Mais dans le registre de la satire conceptuelle, le clou du spectacle est assuré par Sacha Baron Cohen qui, à quinze jours de l’élection, balance son nouveau Borat comme une grenade dégoupillée. En mission kamikaze pour tourner le trumpisme en ridicule, l’acteur jusqu’au-boutiste y reprend le rôle du journaliste kazakh qui, au prétexte de vouloir offrir sa fille Tutar en offrande au Vice-Président Mike Pence, se frotte à tout ce que l’Amérique compte de rednecks dégénérés, de bourgeoises racistes et d’influenceuses anti-avortement. Mais l’offensive suprême intervient à la fin du film quand Tutar, se faisant passer pour une journaliste, piège le supporter de Trump Rudy Giuliani, qui, ignorant qu’il est filmé, se laisse aller à des gestes déplacés à son encontre dans une chambre d’hôtel. Que l’on adhère ou non à la méthode (plus que limite) de ce guet-apens, cette séquence embarrassante et le scandale qu’elle déclenche jettent le discrédit sur l’un des plus proches soutiens du candidat Trump.

You Got Trumped, disponible sur Youtube
Borat, Subsequent Moviefilm, en France sur Amazon Prime Video

3. LES COURS INTENSIFS POUR STIMULER L’ESPRIT CIVIQUE

Le plus fort, c’est que Sacha Baron Cohen n’a pas donné du sien que dans Borat.
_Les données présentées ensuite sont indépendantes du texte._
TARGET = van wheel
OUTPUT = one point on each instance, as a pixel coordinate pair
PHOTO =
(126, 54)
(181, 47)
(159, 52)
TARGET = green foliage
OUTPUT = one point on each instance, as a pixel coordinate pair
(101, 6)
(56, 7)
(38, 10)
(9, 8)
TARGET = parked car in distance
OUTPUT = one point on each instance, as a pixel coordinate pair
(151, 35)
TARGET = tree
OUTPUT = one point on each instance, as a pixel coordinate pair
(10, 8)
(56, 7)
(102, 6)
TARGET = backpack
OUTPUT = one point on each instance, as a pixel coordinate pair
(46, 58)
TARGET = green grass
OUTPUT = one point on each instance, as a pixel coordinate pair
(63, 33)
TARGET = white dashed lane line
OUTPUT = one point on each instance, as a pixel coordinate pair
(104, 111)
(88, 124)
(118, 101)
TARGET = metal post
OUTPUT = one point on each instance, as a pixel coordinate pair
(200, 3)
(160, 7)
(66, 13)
Le comique extrémiste a repris ses habits d’acteur tradi pour camper (brillamment) Abbie Hoffman, figure de proue de la contre-culture des années 60, dans le film d’Aaron Sorkin Les Sept de Chicago. Sortie le 16 octobre, à J-17, ce drame judiciaire revigorant revient sur le procès d’une poignée de militants de gauche et d’extrême-gauche accusés de conspiration et d’incitation à la révolte en 1968, procès qui deviendra celui, éminemment politique, de l’ordre établi versus la contre-culture. Un cours d’histoire de deux heures pour démontrer que la loi peut être appliquée à mauvais escient, pour réfléchir sur les divisions internes du camp démocrate et pour rappeler, en écho aux manifestations #BlackLivesMatter qui ont ponctué l’année, que le racisme institutionnel n’est pas un vieux souvenir (l’un des accusés des Sept de Chicago, le militant afro-américain Bobby Seale, est privé de défense et se retrouve littéralement muselé dans le tribunal parce qu’il a osé s’insurger).

La pédagogie version artillerie lourde : c’est en général la stratégie adoptée par les fictions U.S. dans la dernière ligne droite. Les spectateurs américains ont aussi eu droit à un cours de sciences politiques grâce à The Comey Rule (diffusée sur Showtime fin septembre, et à voir actuellement Canal + en France), mini-série qui revient en quatre épisodes sur le rôle de l’ex-directeur du FBI James Comey dans deux affaires, les mails d’Hillary Clinton et le noyautage de la campagne de Trump par la Russie, qui ont été décisives dans l’élection de 2016. Portée par le grand Jeff Daniels dans la peau de Comey, et par Brendan Gleeson suintant la vulgarité dans le rôle de Trump, cet exercice certes un peu scolaire a au moins le mérite de pointer le détournement des institutions américaines par l’administration Trump.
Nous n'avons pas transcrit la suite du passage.